By comparison, pay transparency is much more common in the public sector and unionized workplaces. Among public sector employees, 74.3% say that pay is public and another 13.3% say discussion is permitted. Pay transparency is similar for union workers with 68.7% saying pay is public and another 20% reporting they are permitted to discuss pay.
“Legislation alone might not be enough to shift entrenched workplace norms and practices regarding pay secrecy.”
The National Labor Relations Act, which technically protects workers’ rights to discuss their pay, is riddled with loopholes and weak enforcement. It excludes large groups of employees, including supervisors and public sector workers. And even when they’re caught violating the law, employers are usually subject only to minor fines and penalties.
Existing state-level legislation has not been sufficient to end workplace pay secrecy, either.
“Legislation alone might not be enough to shift entrenched workplace norms and practices regarding pay secrecy,” the authors write. “Many workers subject to a pay secrecy policy may not know that these policies are illegal, and employers imposing illegal restrictions may not believe that there is a realistic threat of enforcement. Legislation should be backed up by enforcement and information.”
Current anti-secrecy laws could be more effective if complemented by other approaches, such as limiting employers’ reliance on salary history during recruitment and mandating that employers provide applicants with the salary range for the advertised position, Rosenfeld said. These transparency practices also shift the burden of ensuring fair pay from individual employees to employers.
Lack of knowledge about who makes what undermines the ability of all workers, especially women, to negotiate.
“Existing research suggests that gender differences in negotiation outcomes are less pronounced when the terms of negotiation and the bargaining range are clear, whereas ambiguity amplifies the gender difference,” the authors write.
“Thus, initiatives to enhance workplace pay transparency would not only allow women to uncover whether they are being illegally underpaid, they may also benefit them at the negotiation table. Moreover, in organizations where pay is public and where there is less reliance on individual negotiation, such as in the federal government or in unionized workplaces, gender wage gaps are smaller.”
“One thing to know is that most pay secrecy policies are, in fact, illegal, and have been since 1935,” Rosenfeld said. “However, the penalties for violating the law by preventing workers from discussing pay are laughably small and the costs for workers to push through a successful legal challenge to retaliation quite steep. So, I cannot recommend simply marching to your manager’s office (or Zoom window) and demanding to see the company’s pay chart (if you think you are being underpaid).
“I think that in the short-term a safer strategy would be to educate fellow workers on their rights regarding discussing pay and advocating for a strengthening of state and federal legislation on the issue.”
Times are changing, though, and employers should take note.
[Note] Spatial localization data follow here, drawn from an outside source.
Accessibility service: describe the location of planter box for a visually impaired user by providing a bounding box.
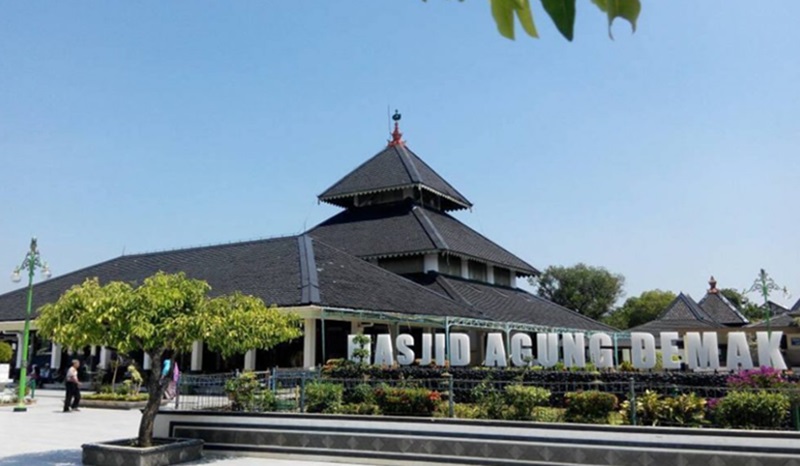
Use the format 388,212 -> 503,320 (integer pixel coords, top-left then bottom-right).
80,399 -> 150,410
80,398 -> 170,410
82,437 -> 203,466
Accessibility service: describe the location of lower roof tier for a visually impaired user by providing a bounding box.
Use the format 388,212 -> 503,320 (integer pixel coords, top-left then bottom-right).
0,236 -> 610,333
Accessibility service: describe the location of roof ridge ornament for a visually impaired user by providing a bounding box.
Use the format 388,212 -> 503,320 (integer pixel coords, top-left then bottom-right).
388,110 -> 404,147
708,275 -> 718,294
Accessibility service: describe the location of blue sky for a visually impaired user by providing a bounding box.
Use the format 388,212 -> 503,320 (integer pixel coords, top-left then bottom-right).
1,1 -> 798,309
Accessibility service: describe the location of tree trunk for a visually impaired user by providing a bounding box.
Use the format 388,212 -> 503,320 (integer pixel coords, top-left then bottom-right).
137,351 -> 167,448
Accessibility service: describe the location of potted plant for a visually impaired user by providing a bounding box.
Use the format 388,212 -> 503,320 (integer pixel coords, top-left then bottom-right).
36,272 -> 302,466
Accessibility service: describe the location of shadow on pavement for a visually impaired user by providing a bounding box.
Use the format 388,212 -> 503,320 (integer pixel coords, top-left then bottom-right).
0,449 -> 253,466
0,449 -> 80,466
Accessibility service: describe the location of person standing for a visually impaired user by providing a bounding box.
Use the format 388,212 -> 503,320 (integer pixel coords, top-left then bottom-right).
63,359 -> 81,412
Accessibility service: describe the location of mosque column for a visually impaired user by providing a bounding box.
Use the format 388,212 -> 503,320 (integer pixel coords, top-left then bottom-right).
50,343 -> 62,369
303,318 -> 317,368
98,347 -> 110,369
487,265 -> 495,285
143,352 -> 152,370
191,341 -> 203,371
244,349 -> 256,371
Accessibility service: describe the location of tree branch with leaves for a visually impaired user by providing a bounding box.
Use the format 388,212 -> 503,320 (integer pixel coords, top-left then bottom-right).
37,272 -> 302,447
429,0 -> 641,41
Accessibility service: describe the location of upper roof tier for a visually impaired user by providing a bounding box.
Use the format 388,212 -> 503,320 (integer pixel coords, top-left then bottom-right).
318,143 -> 473,212
309,201 -> 539,276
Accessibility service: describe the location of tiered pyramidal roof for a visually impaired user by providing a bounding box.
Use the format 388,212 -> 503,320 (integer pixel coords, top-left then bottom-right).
312,113 -> 538,277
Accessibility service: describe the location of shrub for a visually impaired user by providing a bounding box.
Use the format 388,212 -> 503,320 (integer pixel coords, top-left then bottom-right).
617,361 -> 635,372
452,403 -> 483,419
504,385 -> 551,421
225,372 -> 268,412
619,391 -> 707,427
474,390 -> 508,420
344,383 -> 376,405
662,393 -> 707,427
620,390 -> 662,426
727,367 -> 786,390
337,403 -> 382,415
0,341 -> 12,364
532,406 -> 565,423
715,390 -> 789,429
374,385 -> 440,416
116,380 -> 134,396
305,382 -> 344,413
564,391 -> 618,424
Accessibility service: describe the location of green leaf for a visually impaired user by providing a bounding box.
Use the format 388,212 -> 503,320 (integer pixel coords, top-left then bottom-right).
592,0 -> 640,38
541,0 -> 576,41
515,0 -> 539,38
491,0 -> 539,40
491,0 -> 516,39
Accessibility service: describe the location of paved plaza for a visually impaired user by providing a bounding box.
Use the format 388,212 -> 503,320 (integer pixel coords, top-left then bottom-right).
0,389 -> 375,466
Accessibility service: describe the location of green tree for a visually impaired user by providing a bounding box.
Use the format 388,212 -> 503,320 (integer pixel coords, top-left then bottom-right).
36,272 -> 302,447
529,263 -> 625,320
434,0 -> 641,41
604,289 -> 675,330
720,288 -> 764,322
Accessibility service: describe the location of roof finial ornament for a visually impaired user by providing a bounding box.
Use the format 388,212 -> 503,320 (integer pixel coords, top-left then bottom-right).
708,276 -> 718,294
388,109 -> 404,147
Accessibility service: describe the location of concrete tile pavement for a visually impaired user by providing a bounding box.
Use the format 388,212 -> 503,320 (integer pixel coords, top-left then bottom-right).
0,389 -> 375,466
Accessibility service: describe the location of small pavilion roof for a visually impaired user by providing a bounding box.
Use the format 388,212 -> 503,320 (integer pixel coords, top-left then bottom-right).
629,293 -> 721,333
698,292 -> 749,326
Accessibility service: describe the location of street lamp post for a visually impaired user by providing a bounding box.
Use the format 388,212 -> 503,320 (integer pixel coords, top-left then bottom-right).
747,268 -> 787,338
10,238 -> 51,412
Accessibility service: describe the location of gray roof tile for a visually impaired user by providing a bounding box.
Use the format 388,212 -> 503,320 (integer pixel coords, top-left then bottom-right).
698,292 -> 749,325
0,236 -> 479,322
309,202 -> 538,275
409,273 -> 615,332
318,145 -> 472,211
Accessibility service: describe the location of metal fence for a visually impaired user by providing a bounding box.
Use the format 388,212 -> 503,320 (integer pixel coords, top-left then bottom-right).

Rosenfeld’s previous research suggests that younger workers are rejecting these workplace policies and discussing their wages and salaries. The current brief also shows a sizable fraction of women workers are violating pay secrecy policies.
Rosenfeld’s advice for employers: “Assume your pay structure isn’t a secret — pretend everyone knows who makes what — and think hard about how to justify your compensation structure to your firm in a way that workers feel is fair.”